Card’s passion shows through. No lies need to be told. Not that Card has a policy of lying.
Chris Card: I don’t need to beat you, Caffrey. I don’t need to do any of this. What time would have been the right time to step away from wrestling and leave a lasting impression on the industry? Probably around 2013. And yet I turn up, lace my boots up and give my opponents the matches of their lives and the fans what they want to see. Me. And I perform for my audience. Because I want to and because I can.
Anyone who calls themselves “The Best” with such frequency has deep seated emotional inadequacies in need of either unquestioning validation or serious therapy. I remember when I used to need that level of validation. I don’t any more. I’m comfortable in my own skin. I don’t lust after titles. I am not desperate to prove myself at every turn. And yet… I’m finding winning them easier than ever. Funny that.
Card points to the title belt he has positioned neatly in shot of the camera.
Chris Card: In wrestling you never want to be playing directly to your opponent’s strengths. You don’t want to go hold for hold with a superior grappler. You don’t want to match power moves with a bigger, more physical opponent. You don’t want to take to the skies against an accomplished aerial artist.
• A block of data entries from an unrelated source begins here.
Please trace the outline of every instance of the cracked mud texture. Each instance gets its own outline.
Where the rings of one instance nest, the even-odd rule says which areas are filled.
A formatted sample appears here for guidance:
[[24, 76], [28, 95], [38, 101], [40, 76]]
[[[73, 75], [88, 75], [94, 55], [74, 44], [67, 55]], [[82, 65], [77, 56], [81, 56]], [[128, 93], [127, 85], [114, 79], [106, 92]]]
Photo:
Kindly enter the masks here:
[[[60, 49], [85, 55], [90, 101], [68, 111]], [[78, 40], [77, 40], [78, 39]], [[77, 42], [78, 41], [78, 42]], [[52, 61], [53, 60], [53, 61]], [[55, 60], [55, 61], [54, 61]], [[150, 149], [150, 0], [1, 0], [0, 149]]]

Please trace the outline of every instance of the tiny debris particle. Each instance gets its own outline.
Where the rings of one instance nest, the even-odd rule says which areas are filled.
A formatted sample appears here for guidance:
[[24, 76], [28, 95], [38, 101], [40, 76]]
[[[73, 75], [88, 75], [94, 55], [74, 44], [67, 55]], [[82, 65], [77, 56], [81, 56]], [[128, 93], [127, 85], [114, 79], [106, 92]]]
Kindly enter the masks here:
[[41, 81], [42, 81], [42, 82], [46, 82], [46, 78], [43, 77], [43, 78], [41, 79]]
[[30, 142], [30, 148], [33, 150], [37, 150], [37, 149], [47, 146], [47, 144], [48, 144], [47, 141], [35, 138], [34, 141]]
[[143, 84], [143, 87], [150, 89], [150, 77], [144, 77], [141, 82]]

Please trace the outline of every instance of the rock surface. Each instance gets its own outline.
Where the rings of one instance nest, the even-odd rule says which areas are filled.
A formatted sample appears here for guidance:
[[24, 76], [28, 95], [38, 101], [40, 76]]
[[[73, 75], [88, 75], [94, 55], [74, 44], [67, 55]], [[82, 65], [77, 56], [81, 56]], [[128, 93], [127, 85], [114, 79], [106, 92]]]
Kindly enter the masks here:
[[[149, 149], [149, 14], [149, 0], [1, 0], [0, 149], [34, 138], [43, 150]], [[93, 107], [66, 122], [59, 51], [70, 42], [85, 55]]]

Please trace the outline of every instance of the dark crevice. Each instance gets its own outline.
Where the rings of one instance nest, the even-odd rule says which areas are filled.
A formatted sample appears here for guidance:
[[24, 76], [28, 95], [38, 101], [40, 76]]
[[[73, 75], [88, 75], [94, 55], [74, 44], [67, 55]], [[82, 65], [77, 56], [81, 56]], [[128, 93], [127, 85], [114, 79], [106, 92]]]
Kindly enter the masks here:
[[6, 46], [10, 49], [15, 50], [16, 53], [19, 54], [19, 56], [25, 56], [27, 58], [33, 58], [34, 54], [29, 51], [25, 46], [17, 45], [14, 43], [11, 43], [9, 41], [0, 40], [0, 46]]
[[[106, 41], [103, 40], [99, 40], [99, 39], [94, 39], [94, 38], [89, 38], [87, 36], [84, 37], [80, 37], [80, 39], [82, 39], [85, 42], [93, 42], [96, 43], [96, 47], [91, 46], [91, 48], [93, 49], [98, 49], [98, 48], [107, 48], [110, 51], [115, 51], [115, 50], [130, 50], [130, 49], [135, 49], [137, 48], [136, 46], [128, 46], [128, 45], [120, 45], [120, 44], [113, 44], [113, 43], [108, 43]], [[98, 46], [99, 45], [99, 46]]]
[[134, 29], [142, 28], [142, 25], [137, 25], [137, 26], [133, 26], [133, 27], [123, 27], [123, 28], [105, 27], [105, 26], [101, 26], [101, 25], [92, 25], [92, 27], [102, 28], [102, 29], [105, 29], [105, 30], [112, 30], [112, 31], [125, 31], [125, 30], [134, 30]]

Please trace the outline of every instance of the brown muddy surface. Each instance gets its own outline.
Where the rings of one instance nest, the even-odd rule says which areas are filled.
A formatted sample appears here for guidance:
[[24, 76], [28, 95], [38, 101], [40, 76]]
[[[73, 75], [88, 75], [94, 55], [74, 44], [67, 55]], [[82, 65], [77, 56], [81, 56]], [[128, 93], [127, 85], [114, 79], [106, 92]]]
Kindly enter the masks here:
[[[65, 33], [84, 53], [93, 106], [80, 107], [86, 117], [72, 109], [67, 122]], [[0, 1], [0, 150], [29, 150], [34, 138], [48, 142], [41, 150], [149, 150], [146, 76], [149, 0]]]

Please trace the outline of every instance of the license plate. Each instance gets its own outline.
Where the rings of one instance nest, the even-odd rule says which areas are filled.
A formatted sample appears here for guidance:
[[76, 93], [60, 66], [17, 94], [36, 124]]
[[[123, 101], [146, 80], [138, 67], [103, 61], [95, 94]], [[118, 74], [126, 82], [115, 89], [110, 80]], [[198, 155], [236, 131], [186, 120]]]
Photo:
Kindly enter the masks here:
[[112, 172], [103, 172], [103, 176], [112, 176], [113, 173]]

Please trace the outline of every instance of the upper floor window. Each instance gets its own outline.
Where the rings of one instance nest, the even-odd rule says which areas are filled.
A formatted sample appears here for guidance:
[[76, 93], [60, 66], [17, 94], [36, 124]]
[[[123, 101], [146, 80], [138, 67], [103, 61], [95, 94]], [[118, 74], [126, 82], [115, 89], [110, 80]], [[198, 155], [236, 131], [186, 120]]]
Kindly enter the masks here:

You play to your own advantages, dictate your own tempo as it were. That is the key to winning a wrestling match.
Anthony Caffrey, you’ve got a good ankle lock. So does Bobby Barratt. So does Scott Fargo and he’s batting 1000 on actually breaking ankles rather than just talking about it, so his is statistically better than yours. I learned the ankle lock as part of my professional wrestling training, then learned how to counter it, then learned why I don’t need it in my own move selection, then I learned a whole heap of additional interesting counters to it as part of my BJJ training. You’re very much at stage one of that process. Maybe two, I’ll have to check the scouting report again.
Sure you’ve got a title. Good for you. And you’ve put so much stake in that title and that winning streak that you are going to look like the biggest goose in the industry when you lose it. Because I know that your fragile little ego won’t be able to handle the loss. You place your entire image on being this undefeatable big deal? Oh, newsflash. No one is undefeatable and titles change hands. Fact of life. You’re going to end up crying into your cornflakes for weeks after that little belt you wear gets ripped from your clutches.
You’ll be so sad that you won’t even be able to do that trademark sinister smile of yours. You’ll have to use a… gasp with me audience… SECOND facial expression!
Card puts on a mock sinister smile. Then changes to a wide, beaming grin. Followed by a long draw on his expensive cigar and a polite sip of whisky.
Chris Card: And meanwhile, you have to face me. Wrestler against wrestler. Ankle lock against, how shall I put this? Considerably more than that. I’m still a bad match up for you, Anthony. Because I can bring all of my skills against you in the ring, match anything you can…
The background of the shot cuts to green as the image of a ship that was being cast upon in cuts out. The camera pans backwards revealing the carefully set up boom microphone and lighting rig. Card carefully stubs put his cigar and then precisely snips the end off using a cigar cutter, placing the remaining Cuban goodness in a conveniently positioned ash tray. Taking a final sip of his whisky, Card nods to one of his staff members to go get him a refill and smiles for the camera before wrapping up.
Chris Card: ...and then go one step further.
The camera pans backwards again, revealing this time that the entire set was positioned on board the actual, real life aft deck of Card’s massive yacht. Card stifles a laugh as we fade out.